In the past year, Israeli violence has become genocidal, but Palestinian “sumud” – steadfastness – has not been diminished. From Jenin to Gaza, Palestinians – under relentless Israeli attacks and bombardment – have not stopped resisting the colonial onslaught through the simple act of living and surviving.
The more the occupier tries to make Palestinian life impossible, the more Palestinians come up with makeshift solutions to make it possible – whether it is a washing machine powered by a bicycle, a clay oven made from mud and straw to bake bread or an electricity generator assembled from random machine parts. These are just a few acts of stubborn perseverance, of sumud, crystallised.

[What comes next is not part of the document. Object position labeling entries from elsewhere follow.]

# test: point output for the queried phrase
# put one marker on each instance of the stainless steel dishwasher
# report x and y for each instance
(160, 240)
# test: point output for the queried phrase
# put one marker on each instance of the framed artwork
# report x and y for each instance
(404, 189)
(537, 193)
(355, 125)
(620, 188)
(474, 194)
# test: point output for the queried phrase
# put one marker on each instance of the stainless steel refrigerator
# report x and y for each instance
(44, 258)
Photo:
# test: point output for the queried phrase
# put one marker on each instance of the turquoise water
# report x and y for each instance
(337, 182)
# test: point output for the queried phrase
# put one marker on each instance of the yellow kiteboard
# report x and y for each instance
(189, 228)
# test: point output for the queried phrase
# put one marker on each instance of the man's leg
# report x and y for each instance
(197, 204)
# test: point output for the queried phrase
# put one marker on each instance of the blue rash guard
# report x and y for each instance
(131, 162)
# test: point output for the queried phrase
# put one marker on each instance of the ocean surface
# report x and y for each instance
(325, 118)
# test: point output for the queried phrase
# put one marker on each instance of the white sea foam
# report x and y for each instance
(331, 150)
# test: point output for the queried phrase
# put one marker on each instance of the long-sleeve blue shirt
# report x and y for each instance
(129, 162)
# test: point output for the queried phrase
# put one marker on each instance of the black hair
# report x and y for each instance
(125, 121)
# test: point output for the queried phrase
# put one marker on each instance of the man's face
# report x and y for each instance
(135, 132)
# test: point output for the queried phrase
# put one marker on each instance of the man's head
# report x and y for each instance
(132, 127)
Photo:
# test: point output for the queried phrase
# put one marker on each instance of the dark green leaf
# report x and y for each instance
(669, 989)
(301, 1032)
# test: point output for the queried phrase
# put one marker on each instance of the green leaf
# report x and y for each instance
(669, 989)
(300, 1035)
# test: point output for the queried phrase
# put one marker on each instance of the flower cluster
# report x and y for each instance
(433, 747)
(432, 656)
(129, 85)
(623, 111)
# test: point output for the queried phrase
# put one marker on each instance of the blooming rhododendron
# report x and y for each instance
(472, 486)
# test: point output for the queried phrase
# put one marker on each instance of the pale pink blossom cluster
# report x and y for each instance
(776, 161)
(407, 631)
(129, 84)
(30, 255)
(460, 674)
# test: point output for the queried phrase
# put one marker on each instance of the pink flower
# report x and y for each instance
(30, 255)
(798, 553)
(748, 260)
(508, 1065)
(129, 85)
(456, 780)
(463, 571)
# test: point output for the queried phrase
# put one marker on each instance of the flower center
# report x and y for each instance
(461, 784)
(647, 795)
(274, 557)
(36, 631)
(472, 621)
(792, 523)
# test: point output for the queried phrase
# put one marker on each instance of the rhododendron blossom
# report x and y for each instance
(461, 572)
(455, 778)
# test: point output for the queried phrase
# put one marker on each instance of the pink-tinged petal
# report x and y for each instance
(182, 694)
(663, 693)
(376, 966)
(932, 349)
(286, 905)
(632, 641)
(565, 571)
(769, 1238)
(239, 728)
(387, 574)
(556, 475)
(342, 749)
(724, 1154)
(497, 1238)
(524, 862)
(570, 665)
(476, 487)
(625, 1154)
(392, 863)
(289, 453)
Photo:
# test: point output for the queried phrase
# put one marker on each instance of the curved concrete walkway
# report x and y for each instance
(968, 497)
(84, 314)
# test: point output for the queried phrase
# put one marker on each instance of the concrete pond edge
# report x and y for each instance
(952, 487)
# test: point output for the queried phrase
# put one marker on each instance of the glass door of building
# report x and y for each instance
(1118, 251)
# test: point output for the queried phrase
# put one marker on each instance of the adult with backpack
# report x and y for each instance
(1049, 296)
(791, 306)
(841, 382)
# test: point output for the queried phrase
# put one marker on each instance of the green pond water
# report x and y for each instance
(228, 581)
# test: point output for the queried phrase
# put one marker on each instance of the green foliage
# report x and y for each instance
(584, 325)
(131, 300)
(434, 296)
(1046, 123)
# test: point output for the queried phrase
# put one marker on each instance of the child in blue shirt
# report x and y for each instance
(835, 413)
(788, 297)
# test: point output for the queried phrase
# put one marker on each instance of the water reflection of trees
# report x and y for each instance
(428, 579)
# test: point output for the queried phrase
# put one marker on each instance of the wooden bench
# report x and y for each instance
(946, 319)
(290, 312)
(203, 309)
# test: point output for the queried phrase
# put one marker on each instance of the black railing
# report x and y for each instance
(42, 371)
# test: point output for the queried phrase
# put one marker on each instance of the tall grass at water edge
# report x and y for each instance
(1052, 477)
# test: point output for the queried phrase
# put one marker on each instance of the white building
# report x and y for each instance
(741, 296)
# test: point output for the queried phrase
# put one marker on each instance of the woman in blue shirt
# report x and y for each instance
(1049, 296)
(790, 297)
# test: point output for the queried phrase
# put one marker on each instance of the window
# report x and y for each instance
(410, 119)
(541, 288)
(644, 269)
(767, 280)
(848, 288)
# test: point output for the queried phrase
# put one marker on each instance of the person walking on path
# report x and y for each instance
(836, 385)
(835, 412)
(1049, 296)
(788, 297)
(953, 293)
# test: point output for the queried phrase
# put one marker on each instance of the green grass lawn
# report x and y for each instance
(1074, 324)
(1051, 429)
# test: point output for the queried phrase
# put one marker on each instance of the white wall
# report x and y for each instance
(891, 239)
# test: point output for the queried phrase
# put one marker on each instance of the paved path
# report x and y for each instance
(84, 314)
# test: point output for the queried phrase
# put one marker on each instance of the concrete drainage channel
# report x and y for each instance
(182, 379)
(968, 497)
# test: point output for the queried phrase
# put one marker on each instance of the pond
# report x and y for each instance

Meanwhile, in the diaspora, our hearts and minds have never left Palestine. We have watched in pain and in terror as the genocide has unfolded and as the leaders of the countries where we have sought refuge have turned a blind eye. Many in the West do not believe Palestinian life has value. They do not see us as human beings.
This relentless dehumanisation of Palestinians has spread despair and hopelessness among our communities. But we have no right to give up when the people of Gaza carry on amid the horrors of genocide. We have to awaken Palestinian sumud within us and mobilise to tell other societies that we are here, we exist and we will persevere in a world bent on erasing us.
The metaphor of “we are the land” is not just poetic. It is a lived reality for the Palestinian people. When Palestinians are asked, “Why don’t you leave?” they respond with “Why should we?” This is Palestinian land, cultivated by the blood and tears of generations of Palestinians. Leaving it would mean losing everything. It would mean allowing the erasure of our history, our culture, our collective soul. A year into this genocide, Palestinians remain because they must.